In den Akkreditierungs-Richtlinien für ausländische Medien heißt es hingegen, dass Journalisten ausschließlich über das Turnier „und damit verbundene Ereignisse berichten“ dürfen. Zudem dürfen Reporter nur „auf dem Gebiet der Spielorte und nahegelegener Sehenswürdigkeit tätig sein“. Dabei beruft sich die Fifa auf russisches Recht. Demnach müssen Journalisten für Tätigkeiten in anderen Städten eine Akkreditierung beim russischen Außenministerium einholen. In der Rangliste der Pressefreiheit von „Reporter ohne Grenzen“ nimmt Russland Platz 148 ein.

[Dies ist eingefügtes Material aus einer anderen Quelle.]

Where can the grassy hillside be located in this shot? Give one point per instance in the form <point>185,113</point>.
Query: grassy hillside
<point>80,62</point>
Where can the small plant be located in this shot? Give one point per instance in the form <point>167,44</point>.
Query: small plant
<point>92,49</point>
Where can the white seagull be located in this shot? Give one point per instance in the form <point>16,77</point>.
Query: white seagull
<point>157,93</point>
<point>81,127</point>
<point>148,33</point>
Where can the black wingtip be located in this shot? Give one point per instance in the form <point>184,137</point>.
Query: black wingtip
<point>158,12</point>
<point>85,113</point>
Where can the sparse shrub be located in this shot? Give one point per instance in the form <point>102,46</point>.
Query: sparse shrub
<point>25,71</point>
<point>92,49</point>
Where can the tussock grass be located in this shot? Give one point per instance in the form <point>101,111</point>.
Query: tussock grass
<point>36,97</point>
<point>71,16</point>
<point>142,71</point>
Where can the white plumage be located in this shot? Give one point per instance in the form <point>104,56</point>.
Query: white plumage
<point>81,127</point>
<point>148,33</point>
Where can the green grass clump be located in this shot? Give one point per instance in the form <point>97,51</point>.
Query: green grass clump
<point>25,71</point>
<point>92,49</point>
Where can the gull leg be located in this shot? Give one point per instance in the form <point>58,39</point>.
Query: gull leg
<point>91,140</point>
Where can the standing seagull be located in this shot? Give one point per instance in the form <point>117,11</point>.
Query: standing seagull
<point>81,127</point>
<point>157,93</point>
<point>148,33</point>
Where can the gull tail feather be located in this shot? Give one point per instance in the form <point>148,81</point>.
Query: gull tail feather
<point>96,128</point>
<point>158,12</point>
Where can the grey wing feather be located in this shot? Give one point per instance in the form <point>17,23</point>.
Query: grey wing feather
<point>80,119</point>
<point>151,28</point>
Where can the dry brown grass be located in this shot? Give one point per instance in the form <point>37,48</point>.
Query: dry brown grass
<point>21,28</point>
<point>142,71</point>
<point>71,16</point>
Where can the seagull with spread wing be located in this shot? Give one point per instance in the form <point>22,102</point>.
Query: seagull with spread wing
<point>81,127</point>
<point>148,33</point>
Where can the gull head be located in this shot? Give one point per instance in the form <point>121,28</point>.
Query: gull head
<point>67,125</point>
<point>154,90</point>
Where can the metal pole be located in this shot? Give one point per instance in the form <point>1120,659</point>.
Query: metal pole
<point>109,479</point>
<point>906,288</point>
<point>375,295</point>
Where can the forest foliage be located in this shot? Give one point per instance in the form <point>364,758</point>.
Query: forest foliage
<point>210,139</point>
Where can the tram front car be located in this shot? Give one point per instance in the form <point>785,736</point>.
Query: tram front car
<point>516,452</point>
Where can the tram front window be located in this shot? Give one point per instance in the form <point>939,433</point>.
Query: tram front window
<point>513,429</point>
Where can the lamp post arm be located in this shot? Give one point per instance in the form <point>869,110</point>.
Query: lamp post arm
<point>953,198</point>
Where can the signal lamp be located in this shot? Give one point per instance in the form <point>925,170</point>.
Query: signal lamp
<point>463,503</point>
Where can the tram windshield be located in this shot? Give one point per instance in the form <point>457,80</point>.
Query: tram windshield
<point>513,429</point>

ZDF: "Lassen uns nicht einschränken"
Offen ist noch, ob sich ARD und ZDF, die den Confed Cup 2017 übertragen, auf journalistischen Restriktionen seitens der Fifa einlassen. Diese seien der ARD nicht bekannt, sagte ARD-Sportkoordinator Axel Balkausky dem Tagesspiegel am Dienstag. "Die von der ARD akzeptierten Akkreditierungsvorgaben garantieren die journalistische Freiheit ihrer Berichterstatter."

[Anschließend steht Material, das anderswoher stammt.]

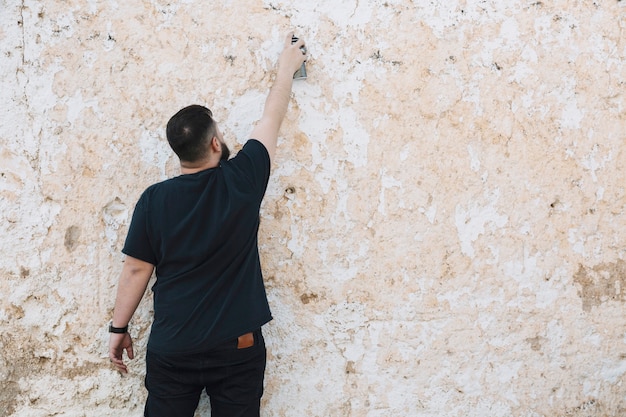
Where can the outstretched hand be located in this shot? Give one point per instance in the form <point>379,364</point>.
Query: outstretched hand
<point>293,55</point>
<point>118,343</point>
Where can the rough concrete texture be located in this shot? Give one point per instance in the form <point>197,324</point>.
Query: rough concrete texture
<point>443,234</point>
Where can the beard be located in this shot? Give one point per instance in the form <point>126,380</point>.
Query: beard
<point>225,152</point>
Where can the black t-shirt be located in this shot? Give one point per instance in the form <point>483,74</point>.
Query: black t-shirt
<point>200,231</point>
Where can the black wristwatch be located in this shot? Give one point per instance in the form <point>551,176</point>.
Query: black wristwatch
<point>117,329</point>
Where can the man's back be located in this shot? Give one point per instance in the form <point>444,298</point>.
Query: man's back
<point>200,231</point>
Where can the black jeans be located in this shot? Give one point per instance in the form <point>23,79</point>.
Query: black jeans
<point>231,376</point>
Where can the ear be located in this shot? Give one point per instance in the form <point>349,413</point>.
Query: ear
<point>216,146</point>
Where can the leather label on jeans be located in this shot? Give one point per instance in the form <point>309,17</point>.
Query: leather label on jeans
<point>245,341</point>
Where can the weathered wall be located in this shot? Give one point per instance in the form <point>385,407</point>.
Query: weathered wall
<point>443,234</point>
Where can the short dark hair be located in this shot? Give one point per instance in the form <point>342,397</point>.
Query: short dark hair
<point>189,132</point>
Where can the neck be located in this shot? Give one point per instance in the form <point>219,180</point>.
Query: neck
<point>193,167</point>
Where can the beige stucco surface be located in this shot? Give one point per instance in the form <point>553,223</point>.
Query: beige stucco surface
<point>443,233</point>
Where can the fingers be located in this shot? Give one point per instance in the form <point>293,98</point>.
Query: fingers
<point>288,41</point>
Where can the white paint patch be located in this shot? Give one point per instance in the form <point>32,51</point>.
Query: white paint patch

Ein ZDF-Sprecher teilte mit: "Die uns in englischer Sprache vorliegenden Visa/Akkreditierungen für Broadcaster beziehen sich auf die Berichterstattung in und um Spielstätten, die Austragungsstädte des Confed Cups sowie die Quartierstädte der Mannschaften plus umgebende kulturelle Stätten. Für sonstige Berichterstattung braucht es – wie bei Dreharbeiten in Russland üblich – individuelle Drehgenehmigungen beziehungsweise die normalen Journalistenvisa." Das ZDF werde selbstverständlich während des Confed Cups auch über Gesellschaft, Wirtschaft und Politik in Russland berichten. „Wir lassen uns in unserer Berichterstattung nicht einschränken“, sagte ZDF-Sportchef Thomas Fuhrmann.
Für weitere Verwirrung sorgte am Dienstagnachmittag eine dpa-Meldung, wonach Russland Einschränkungen für Journalisten beim Fußball-Confederations Cup bestreitet. „Journalisten wird beim Confederations Cup nicht verboten, über irgendetwas zu schreiben. Sie können schreiben, worüber sie wollen“, sagte Vizeregierungschef und Fußballverbandschef Witali Mutko am Dienstag in St. Petersburg der Agentur Tass zufolge.
Nach Informationen der „Bild“-Zeitung vom Mittwoch plant die Fifa allerdings nicht, die Formulierung der Richtlinien zu ändern. Für die Weltmeisterschaft 2018 solle es aber andere Bedingungen für die Medienberichterstattung geben, um „weitere Diskussionen über eine Einschränkung der Meinungsfreiheit zu umgehen“.
Da gibt es offenbar noch Klärungsbedarf.
ARD und ZDF zeigen zusammen alle Spiele des Konföderationen-Pokals live im Free-TV und Live-Stream. Das Eröffnungsspiel läuft im Ersten, das Endspiel wird vom ZDF übertragen. Zudem zeigt das ZDF das erste deutsche Gruppenspiel der Nationalmannschaft gegen Australien. Die beiden weiteren Vorrundenspiele von Deutschland gegen Chile und Kamerun werden von der ARD übertragen.